J'en fus réellement soulagée et évitai soigneusement de me remémorer ma conversation avec Emmery.
J'étais très heureuse que nous soyons sur le chemin du retour. Également d'être entière... Sans qu'une seule goutte de mon sang ne manque à l'appel.
— De quoi avez-vous parlé ?
— De toi. Évidemment. Il se fait juste du souci quant aux répercussions de notre... relation. Toi en tant que vampire avec moi, l'humaine au sang frais.
— C'est tout ?
Liam parut aussi surpris que soulagé.
— Oui.
Inutile de rajouter de l'huile sur le feu. Vu comme leurs relations s'étaient dégradées, en grande partie à cause de moi en plus.
Liam se gara sur le parking de mon immeuble.
Je m'apprêtai à sortir de la voiture lorsque je me rendis compte qu'il n'avait pas arrêté le moteur. Je me retournai vers lui.
— Tu ne montes pas ?
Il me dédia un sourire de prédateur.
— J'attendais que tu me le proposes.
En moins de temps qu'il ne fallut pour le dire, il arrêta la berline, ouvrit ma portière, me prit dans ses bras et, ni une ni deux, nous nous retrouvâmes devant la porte de mon studio.
La tête me tournait, comme après un tour sur le grand huit.
— Très pratique... soufflai-je, étourdie.
Liam me déposa délicatement, puis attendit que je reprenne mon équilibre pour me lâcher complètement.
Je fouillai mes poches afin d'en sortir les clefs et ouvris la porte.
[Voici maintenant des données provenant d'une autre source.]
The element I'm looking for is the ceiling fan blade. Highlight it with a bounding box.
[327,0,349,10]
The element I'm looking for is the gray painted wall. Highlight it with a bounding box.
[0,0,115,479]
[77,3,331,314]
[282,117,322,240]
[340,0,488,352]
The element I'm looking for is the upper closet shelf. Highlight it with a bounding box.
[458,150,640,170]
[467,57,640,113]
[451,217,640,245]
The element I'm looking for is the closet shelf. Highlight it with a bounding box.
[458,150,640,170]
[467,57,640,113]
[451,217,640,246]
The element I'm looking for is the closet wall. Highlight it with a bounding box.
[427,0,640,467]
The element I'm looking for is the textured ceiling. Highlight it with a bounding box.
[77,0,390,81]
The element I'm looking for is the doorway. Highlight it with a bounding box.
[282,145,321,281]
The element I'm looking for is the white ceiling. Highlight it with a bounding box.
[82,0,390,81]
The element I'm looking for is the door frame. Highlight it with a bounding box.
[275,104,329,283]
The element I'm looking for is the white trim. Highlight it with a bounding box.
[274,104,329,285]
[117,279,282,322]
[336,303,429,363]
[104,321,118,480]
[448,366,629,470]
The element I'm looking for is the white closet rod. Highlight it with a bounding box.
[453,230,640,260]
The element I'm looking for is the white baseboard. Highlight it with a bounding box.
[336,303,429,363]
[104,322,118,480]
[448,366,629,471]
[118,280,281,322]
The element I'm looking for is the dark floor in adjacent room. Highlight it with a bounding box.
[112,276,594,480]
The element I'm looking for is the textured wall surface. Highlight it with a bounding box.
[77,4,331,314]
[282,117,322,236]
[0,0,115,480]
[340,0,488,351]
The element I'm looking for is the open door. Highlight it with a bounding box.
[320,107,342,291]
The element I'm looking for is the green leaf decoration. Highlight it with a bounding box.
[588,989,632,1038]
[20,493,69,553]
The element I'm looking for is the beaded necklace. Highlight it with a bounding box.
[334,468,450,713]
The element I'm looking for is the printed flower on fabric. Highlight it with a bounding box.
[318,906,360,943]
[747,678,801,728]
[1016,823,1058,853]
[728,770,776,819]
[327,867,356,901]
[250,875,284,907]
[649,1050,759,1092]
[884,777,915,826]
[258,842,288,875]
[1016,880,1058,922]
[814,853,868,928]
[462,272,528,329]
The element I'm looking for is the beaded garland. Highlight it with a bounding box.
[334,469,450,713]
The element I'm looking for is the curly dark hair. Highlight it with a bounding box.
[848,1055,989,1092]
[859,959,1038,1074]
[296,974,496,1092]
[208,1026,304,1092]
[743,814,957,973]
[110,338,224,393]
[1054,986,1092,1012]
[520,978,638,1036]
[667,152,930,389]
J'ôtai ensuite ma veste avant de la suspendre au porte-manteau.
Soudain, je me souvins de ma tenue et grimaçai. Une vraie galère à mettre cette robe, mais l'enlever serait un exploit.
Je me rendis donc dans la salle de bain, laissant Liam se mettre à l'aise de son côté.
Après un brin de toilette, consistant à me démaquiller, me brosser les dents, les cheveux... j'essayai d'ôter ce magnifique et coûteux bout de tissu.
Peine perdue !
— Liam... appelai-je, doucement.
Je sentis un courant d'air me signalant sa présence près de moi.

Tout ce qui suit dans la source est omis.